I climbed into the car. Dean drove us a few more miles to somewhere off an unused road. He parked the car and popped the hood. Sam got out and got the toolbox out of the trunk.

I climbed out of the car and looked around. We were virtually in the woods. Shrubs, bushes, and scrub trees gave way to actual trees down at the bottom of a nearby hill.

"Hey," I said. "We're going to be here awhile. Can I go play in the woods some?"

"Yeah," Dean said. Sam handed him a beer. I ran down the hill into the woods. Dean called after me, "Don't light anything on fire. Don't go too far."

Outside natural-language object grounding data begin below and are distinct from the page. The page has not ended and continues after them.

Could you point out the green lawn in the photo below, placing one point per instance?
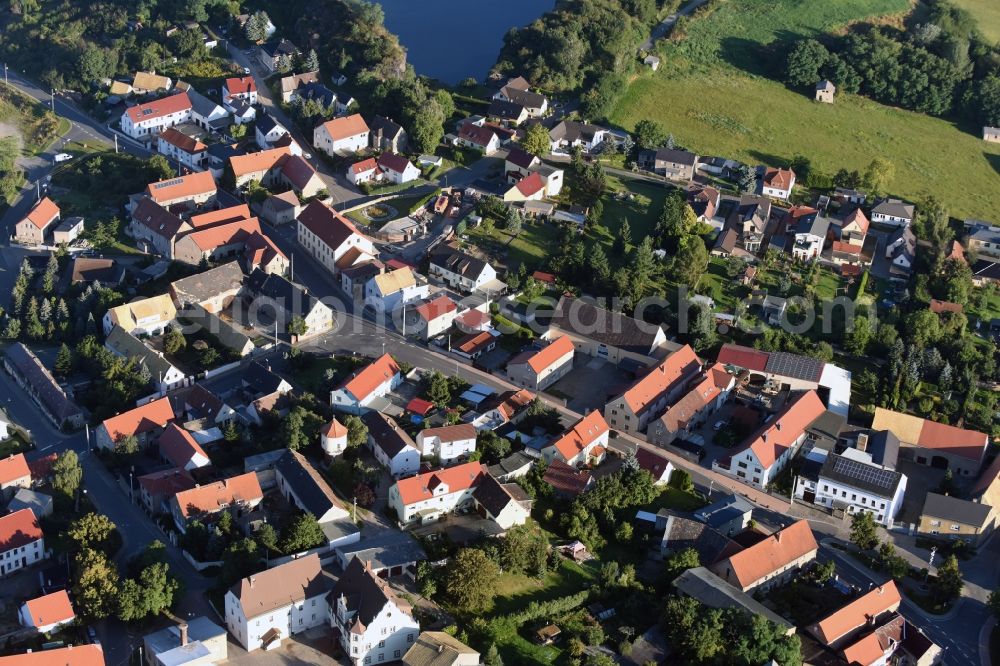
(712, 96)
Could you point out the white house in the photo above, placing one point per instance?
(391, 446)
(770, 449)
(853, 481)
(340, 136)
(267, 607)
(47, 613)
(375, 380)
(333, 438)
(145, 122)
(373, 624)
(426, 497)
(387, 291)
(447, 443)
(21, 541)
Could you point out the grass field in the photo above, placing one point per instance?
(986, 13)
(711, 96)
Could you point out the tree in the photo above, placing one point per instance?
(67, 473)
(536, 140)
(471, 581)
(302, 533)
(864, 530)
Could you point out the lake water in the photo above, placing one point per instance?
(452, 40)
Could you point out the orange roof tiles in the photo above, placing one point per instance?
(43, 213)
(152, 415)
(583, 434)
(672, 371)
(765, 557)
(53, 608)
(19, 529)
(345, 127)
(421, 487)
(777, 436)
(159, 108)
(371, 377)
(213, 497)
(14, 467)
(857, 614)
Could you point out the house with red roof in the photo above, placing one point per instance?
(375, 380)
(774, 560)
(436, 316)
(32, 229)
(586, 442)
(47, 613)
(650, 394)
(143, 422)
(21, 541)
(538, 369)
(766, 452)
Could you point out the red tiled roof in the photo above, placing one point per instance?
(159, 108)
(148, 417)
(421, 487)
(14, 467)
(19, 529)
(371, 377)
(42, 214)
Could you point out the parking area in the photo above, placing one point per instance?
(591, 383)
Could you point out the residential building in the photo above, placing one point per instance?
(143, 122)
(777, 183)
(584, 443)
(373, 624)
(437, 648)
(775, 560)
(935, 444)
(766, 452)
(853, 482)
(37, 223)
(14, 475)
(425, 498)
(661, 386)
(391, 446)
(144, 423)
(264, 609)
(190, 643)
(164, 374)
(946, 517)
(240, 493)
(461, 270)
(894, 212)
(387, 135)
(330, 238)
(148, 316)
(447, 444)
(605, 334)
(38, 383)
(397, 168)
(340, 136)
(47, 613)
(707, 394)
(21, 541)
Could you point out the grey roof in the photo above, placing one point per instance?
(701, 584)
(390, 548)
(209, 284)
(861, 475)
(611, 328)
(315, 495)
(956, 510)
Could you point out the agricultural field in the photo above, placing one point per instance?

"Ok," I yelled back. I loved the woods. I wandered through them looking at the barren trees and telling myself fairy stories. I found a bunch of rocks and started building a little dome out of them for fairies to live in. When I got bored of that, I picked up a stick and wandered around, smacking tree trunks and looking for something else to do. Eventually, I found a stream and started following it upstream, picking up rocks along the way and tossing them to make them skip. The stream came from a cave at the top of the hill. It was dark inside, and I didn't have a flashlight. I reached into my pocket to get my phone and remembered that it was completely broken.

The phone wasn't working and I was somewhere in the woods, far away from Sam and Dean. A little panicked now, I looked up to see that the sky was darkening. It had been around 2 when we'd stopped. I had no idea how long it took to fix the Impala, but I would bet they had already tried to call me by now.

I looked around. I had no idea where I was.